Concerning quality, Mr. Byrne highlighted the need for more specific recommendations. He also underlined the need for States to justify their reasoning when not accepting recommendations. Mr. Cabral from the Permanent Mission of Portugal provided a States’ perspective on the mechanism, explaining how Diplomats engage in the UPR while noting the political undercurrent of the process.  He stated that a key factor in accepting and making recommendations is understanding the issues, including ESC rights. Therefore the importance of writing comprehensive submissions by NGOs is paramount to providing a better understanding of the human rights issues.

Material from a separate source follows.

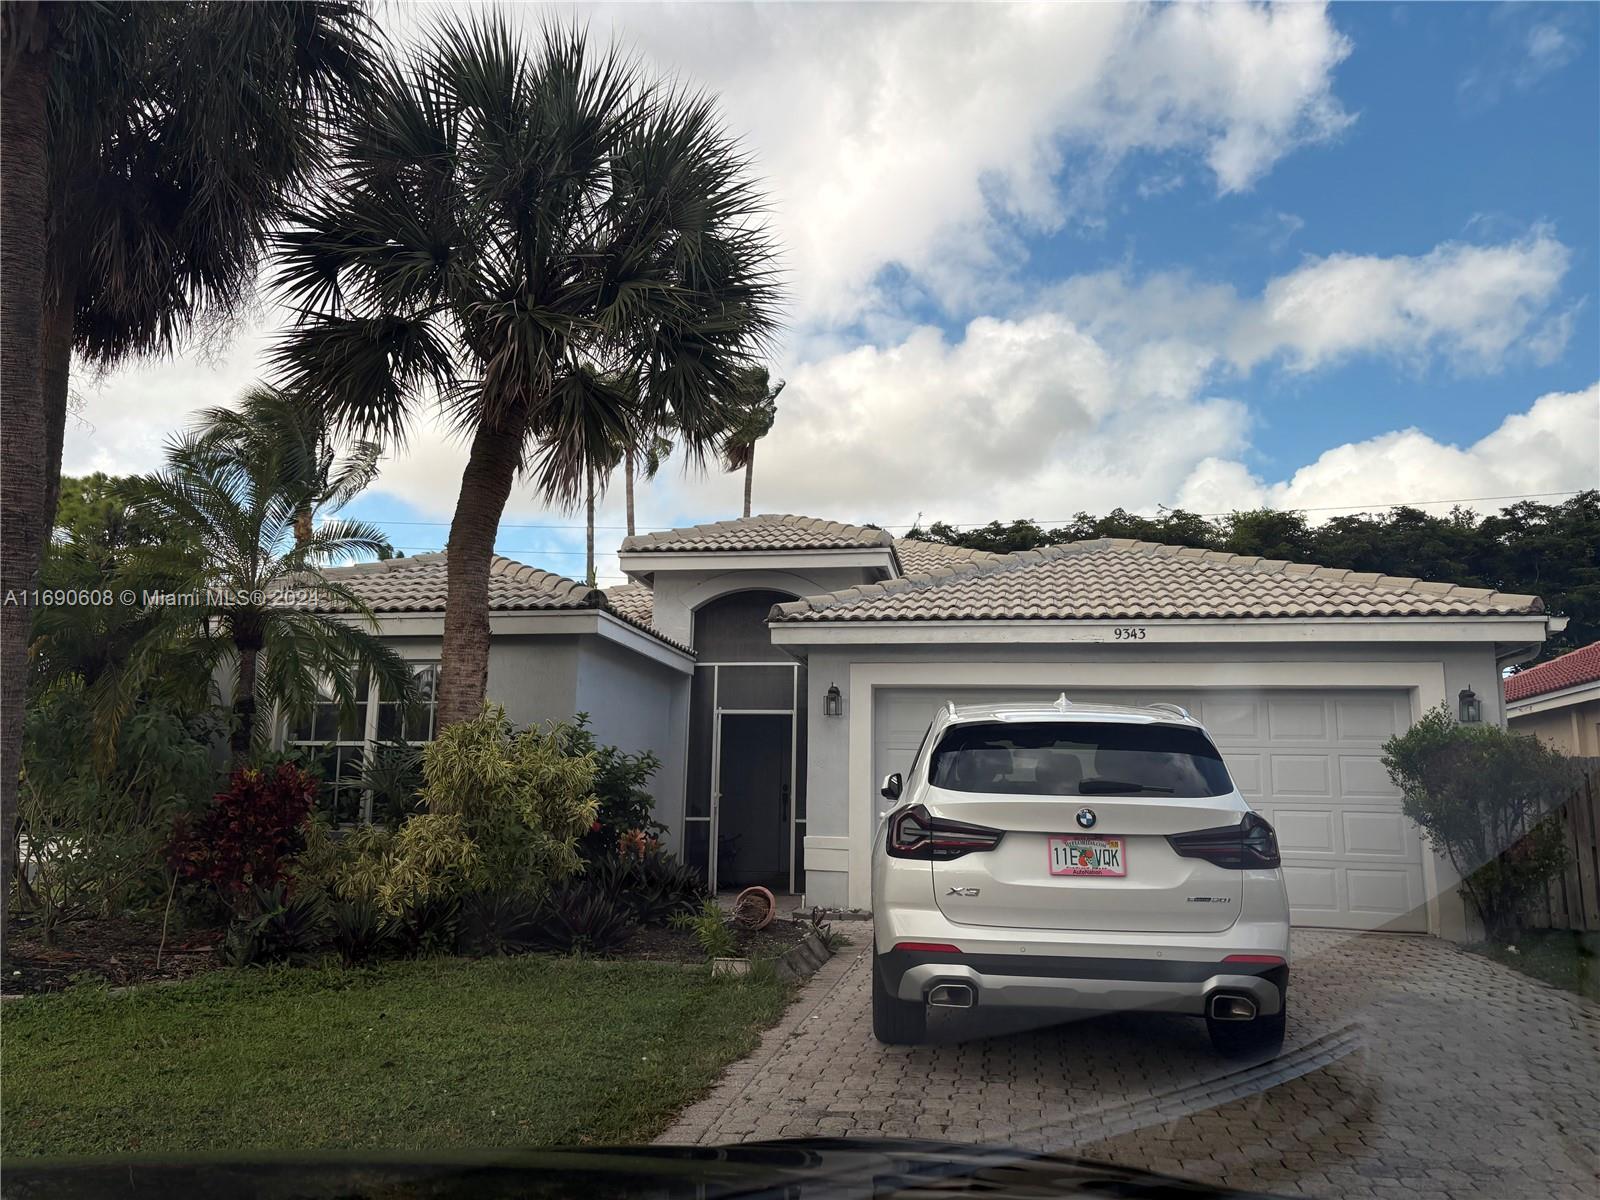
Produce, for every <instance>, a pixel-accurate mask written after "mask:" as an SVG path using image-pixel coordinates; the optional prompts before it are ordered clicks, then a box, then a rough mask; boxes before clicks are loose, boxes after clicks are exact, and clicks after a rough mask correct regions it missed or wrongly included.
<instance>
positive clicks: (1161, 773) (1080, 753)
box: [928, 722, 1234, 797]
mask: <svg viewBox="0 0 1600 1200" xmlns="http://www.w3.org/2000/svg"><path fill="white" fill-rule="evenodd" d="M928 779H930V782H931V784H933V786H934V787H942V789H946V790H950V792H994V794H1000V795H1178V797H1202V795H1226V794H1227V792H1230V790H1232V787H1234V786H1232V782H1230V781H1229V778H1227V768H1226V766H1222V755H1221V754H1218V749H1216V747H1214V746H1213V744H1211V739H1210V738H1206V736H1205V734H1203V733H1202V731H1200V730H1195V728H1192V726H1187V725H1123V723H1114V722H1106V723H1093V722H1035V723H1011V722H992V723H976V725H957V726H954V728H952V730H949V731H946V734H944V738H941V739H939V747H938V749H936V750H934V752H933V762H931V765H930V770H928Z"/></svg>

Mr Kothari wrapped up the discussion by stating the opportunities the UPR offers for ESC rights such as the creation of platforms for dialogue among different NGOs and Government. He also emphasised that the UPR is not just Geneva focused and that much of the work can be done at national and regional level before and after the review.

UPR Info hopes this event provided some food for thought regarding how to better promote ESC rights within the UPR mechanism and looks forward to seeing participating actors take these considerations on board when engaging with the UPR in the future.